Poem for a Friday — “St. Francis and the Sow” by Galway Kinnell

“The bud

stands for all things,

even for those things that don’t flower,

for everything flowers, from within, of self-blessing;   

though sometimes it is necessary

to reteach a thing its loveliness,

to put a hand on its brow

of the flower

and retell it in words and in touch

it is lovely

until it flowers again from within, of self-blessing;   

as Saint Francis

put his hand on the creased forehead

of the sow, and told her in words and in touch   

blessings of earth on the sow, and the sow   

began remembering all down her thick length,   

from the earthen snout all the way

through the fodder and slops to the spiritual curl of the tail,   

from the hard spininess spiked out from the spine   

down through the great broken heart

to the sheer blue milken dreaminess spurting and shuddering   

from the fourteen teats into the fourteen mouths sucking and blowing beneath them:

the long, perfect loveliness of sow.”

in Americans’ Favorite Poems, ed. Robert Pinsky and Maggie Dietz.
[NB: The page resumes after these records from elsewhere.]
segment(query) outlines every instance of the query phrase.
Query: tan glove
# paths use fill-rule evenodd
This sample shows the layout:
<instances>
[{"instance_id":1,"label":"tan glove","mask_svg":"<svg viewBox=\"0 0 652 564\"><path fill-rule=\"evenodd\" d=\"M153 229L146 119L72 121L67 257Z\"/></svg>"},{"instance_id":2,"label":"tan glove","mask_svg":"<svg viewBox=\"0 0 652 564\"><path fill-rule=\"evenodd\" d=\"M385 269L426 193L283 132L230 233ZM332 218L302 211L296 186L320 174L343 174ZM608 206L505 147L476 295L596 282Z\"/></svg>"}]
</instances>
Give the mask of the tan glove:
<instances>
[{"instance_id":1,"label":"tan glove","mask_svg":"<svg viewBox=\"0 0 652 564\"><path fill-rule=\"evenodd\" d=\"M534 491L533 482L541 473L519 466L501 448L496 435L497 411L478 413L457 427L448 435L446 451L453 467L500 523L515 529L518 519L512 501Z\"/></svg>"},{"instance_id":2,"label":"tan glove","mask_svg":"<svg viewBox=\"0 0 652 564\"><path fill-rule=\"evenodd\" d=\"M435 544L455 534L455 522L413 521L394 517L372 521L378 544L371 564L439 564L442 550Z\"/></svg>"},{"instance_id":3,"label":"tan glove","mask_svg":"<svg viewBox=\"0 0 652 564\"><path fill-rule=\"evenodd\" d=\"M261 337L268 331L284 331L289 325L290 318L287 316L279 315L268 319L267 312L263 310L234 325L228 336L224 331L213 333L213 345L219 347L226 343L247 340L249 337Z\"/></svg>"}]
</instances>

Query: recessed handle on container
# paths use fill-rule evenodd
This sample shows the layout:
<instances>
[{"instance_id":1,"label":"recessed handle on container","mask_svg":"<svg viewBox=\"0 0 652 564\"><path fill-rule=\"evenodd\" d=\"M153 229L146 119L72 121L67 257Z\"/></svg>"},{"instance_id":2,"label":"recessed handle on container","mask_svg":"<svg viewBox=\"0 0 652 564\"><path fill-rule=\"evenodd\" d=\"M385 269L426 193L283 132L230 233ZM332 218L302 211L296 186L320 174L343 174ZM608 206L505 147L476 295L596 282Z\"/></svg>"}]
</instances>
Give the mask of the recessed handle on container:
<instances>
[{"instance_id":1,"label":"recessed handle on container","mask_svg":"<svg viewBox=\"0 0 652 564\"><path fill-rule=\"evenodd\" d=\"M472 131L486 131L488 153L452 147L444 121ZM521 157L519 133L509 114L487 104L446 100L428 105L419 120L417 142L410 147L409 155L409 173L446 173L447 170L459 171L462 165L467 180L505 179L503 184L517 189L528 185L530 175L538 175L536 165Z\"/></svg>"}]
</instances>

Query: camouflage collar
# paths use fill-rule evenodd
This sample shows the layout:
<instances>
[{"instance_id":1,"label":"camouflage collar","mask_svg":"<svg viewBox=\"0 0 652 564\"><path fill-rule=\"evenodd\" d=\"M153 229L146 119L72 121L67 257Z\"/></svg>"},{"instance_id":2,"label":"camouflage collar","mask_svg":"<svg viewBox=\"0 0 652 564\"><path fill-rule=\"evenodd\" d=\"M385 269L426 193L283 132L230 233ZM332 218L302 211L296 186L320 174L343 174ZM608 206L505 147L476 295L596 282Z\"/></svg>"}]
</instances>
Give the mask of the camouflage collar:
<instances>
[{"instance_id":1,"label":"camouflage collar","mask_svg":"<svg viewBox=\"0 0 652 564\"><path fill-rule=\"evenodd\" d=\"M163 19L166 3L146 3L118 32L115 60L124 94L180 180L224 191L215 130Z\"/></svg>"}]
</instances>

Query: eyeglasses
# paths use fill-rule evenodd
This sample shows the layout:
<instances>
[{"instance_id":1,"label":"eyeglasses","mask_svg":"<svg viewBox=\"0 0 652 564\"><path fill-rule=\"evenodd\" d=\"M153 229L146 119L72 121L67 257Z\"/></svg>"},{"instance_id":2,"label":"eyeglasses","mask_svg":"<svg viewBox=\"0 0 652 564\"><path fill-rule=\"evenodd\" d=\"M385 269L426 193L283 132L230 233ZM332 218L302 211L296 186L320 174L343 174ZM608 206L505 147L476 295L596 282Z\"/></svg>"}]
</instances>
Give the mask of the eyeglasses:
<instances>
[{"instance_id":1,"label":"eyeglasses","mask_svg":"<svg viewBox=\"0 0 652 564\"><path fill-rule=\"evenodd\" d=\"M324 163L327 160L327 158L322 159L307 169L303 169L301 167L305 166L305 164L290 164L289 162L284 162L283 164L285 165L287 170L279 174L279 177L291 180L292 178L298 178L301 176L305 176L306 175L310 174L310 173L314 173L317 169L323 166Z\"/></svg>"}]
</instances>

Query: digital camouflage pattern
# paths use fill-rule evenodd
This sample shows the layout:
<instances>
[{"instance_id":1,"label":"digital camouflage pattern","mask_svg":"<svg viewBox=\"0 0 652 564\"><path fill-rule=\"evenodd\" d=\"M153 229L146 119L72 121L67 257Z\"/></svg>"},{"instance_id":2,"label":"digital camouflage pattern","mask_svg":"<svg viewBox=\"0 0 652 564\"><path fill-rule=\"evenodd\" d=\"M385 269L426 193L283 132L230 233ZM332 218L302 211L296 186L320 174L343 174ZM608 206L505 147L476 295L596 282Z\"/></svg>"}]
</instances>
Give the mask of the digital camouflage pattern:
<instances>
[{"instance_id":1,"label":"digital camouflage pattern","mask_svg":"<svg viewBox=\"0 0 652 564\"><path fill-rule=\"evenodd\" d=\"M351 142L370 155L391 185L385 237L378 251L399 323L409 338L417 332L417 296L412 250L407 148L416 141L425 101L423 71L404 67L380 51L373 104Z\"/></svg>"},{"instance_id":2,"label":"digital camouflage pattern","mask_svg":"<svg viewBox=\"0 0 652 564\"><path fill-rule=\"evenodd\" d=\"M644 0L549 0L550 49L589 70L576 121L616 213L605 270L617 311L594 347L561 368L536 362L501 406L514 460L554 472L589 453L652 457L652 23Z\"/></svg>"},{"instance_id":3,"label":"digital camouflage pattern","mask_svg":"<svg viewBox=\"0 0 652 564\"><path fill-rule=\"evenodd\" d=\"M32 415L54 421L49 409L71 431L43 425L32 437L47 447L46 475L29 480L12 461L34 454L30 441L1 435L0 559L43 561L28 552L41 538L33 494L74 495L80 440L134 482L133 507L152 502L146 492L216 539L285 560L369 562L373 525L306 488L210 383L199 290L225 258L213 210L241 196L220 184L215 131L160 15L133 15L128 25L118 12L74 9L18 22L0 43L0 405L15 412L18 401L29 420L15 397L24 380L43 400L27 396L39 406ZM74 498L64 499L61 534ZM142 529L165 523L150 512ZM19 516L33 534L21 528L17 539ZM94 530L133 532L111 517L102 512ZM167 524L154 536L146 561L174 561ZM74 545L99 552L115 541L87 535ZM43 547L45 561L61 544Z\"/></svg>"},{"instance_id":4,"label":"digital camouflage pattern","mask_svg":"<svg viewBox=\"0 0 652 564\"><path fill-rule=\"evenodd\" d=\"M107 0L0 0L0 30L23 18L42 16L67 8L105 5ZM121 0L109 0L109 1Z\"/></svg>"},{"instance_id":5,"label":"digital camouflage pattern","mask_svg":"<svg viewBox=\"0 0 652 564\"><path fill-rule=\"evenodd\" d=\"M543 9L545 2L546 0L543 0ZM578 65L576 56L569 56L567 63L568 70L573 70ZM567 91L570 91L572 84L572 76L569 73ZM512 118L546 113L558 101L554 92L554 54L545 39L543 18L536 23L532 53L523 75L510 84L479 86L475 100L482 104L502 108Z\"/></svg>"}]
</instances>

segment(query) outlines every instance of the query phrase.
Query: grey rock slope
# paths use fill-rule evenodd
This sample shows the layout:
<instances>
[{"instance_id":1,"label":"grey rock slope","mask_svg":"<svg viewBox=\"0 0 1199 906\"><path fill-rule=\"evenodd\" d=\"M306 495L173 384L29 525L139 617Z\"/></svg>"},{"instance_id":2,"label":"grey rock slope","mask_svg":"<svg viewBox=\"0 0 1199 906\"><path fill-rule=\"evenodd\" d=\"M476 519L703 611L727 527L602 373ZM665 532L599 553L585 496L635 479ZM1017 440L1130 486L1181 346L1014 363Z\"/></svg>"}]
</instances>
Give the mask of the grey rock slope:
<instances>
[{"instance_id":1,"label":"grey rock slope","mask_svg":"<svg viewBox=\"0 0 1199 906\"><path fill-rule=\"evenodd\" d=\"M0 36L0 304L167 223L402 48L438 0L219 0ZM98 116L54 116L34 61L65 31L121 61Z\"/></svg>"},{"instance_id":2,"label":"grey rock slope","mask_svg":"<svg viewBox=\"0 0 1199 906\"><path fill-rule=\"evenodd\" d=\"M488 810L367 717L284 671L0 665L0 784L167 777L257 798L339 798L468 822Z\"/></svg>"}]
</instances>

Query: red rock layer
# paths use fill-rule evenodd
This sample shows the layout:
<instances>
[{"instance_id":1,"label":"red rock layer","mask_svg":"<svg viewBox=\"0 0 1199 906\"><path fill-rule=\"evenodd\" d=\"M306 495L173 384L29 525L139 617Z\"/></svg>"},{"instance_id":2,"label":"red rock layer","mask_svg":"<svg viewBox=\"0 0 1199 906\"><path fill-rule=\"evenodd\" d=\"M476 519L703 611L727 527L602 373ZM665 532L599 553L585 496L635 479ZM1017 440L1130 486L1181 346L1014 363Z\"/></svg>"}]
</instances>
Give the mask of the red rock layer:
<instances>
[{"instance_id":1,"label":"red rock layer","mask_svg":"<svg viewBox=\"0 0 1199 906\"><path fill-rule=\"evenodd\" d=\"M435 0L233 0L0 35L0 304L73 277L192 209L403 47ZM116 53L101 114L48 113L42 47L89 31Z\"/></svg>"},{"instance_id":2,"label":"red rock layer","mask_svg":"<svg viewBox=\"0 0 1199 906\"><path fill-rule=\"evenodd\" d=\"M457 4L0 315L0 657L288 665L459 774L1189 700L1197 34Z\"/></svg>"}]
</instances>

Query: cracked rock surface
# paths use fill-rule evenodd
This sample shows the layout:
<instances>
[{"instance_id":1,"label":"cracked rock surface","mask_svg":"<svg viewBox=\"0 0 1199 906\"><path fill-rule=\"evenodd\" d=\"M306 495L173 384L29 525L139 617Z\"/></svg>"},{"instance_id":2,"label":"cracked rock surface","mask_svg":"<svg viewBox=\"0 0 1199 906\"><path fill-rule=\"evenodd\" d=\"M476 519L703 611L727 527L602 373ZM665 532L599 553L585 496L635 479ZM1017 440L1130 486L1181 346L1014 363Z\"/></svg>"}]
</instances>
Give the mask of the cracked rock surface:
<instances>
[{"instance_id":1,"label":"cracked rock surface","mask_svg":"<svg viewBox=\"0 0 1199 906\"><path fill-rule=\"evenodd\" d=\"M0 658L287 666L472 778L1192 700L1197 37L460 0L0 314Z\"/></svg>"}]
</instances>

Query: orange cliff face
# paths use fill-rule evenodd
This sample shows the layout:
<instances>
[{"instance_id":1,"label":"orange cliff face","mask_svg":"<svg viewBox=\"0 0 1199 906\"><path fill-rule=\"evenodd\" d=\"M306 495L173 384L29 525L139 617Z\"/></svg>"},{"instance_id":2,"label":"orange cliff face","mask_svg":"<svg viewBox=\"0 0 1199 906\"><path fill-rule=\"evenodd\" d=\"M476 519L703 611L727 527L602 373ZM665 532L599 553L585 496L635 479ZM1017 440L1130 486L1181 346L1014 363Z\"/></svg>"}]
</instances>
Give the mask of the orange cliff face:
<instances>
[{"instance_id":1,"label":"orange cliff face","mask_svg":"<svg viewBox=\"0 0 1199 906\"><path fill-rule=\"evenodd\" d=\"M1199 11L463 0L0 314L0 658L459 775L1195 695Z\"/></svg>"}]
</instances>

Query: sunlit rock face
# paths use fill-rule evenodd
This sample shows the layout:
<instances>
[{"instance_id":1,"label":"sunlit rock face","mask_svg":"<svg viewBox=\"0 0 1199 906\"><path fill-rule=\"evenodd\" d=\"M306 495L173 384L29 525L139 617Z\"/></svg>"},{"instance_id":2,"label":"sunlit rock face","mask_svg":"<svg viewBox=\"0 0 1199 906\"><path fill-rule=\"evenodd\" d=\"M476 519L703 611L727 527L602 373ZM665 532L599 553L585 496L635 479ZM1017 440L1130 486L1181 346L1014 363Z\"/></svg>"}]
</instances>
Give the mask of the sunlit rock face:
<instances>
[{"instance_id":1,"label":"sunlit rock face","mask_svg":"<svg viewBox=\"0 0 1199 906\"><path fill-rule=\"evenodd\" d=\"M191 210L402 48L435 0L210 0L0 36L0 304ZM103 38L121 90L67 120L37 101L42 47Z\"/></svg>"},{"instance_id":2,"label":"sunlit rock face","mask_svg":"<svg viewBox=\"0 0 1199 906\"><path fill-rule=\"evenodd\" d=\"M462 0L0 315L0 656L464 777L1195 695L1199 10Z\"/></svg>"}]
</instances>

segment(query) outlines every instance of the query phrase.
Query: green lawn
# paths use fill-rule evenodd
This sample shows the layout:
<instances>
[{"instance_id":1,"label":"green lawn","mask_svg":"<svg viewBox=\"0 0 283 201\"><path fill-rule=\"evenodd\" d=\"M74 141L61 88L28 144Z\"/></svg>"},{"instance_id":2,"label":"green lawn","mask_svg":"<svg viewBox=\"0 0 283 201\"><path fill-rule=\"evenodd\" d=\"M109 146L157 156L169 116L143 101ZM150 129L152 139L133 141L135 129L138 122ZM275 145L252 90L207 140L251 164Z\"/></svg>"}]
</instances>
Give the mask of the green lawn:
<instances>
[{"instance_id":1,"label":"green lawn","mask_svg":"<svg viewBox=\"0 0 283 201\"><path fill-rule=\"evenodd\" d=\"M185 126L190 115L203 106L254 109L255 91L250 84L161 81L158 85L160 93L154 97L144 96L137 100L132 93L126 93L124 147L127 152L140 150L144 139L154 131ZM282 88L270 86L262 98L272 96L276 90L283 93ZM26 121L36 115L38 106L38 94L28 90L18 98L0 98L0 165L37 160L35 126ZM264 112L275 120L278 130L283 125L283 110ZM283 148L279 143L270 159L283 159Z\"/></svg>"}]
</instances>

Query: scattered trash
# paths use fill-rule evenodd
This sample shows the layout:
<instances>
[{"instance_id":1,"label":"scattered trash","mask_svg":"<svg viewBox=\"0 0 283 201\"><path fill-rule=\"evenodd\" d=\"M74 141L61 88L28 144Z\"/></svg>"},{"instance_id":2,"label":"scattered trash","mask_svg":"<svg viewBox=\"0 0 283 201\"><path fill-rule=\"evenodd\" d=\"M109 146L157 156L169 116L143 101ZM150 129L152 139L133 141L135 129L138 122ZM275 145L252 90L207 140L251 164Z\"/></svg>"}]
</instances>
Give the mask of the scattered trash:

New York: W.W. Norton & Co., 2000.

From the Poetry Foundation: “Galway Kinnell was an award-winning poet best known for poetry that connects the experiences of daily life to much larger poetic, spiritual, and cultural forces. Often focusing on the claims of nature and society on the individual, Kinnell’s poems explore psychological states in precise and sonorous free verse. Critic Morris Dickstein called Kinnell ‘one of the true master poets of his generation.”’ Kinnell’s Collected Poems was awarded the Pulitzer Prize and the National Book Award.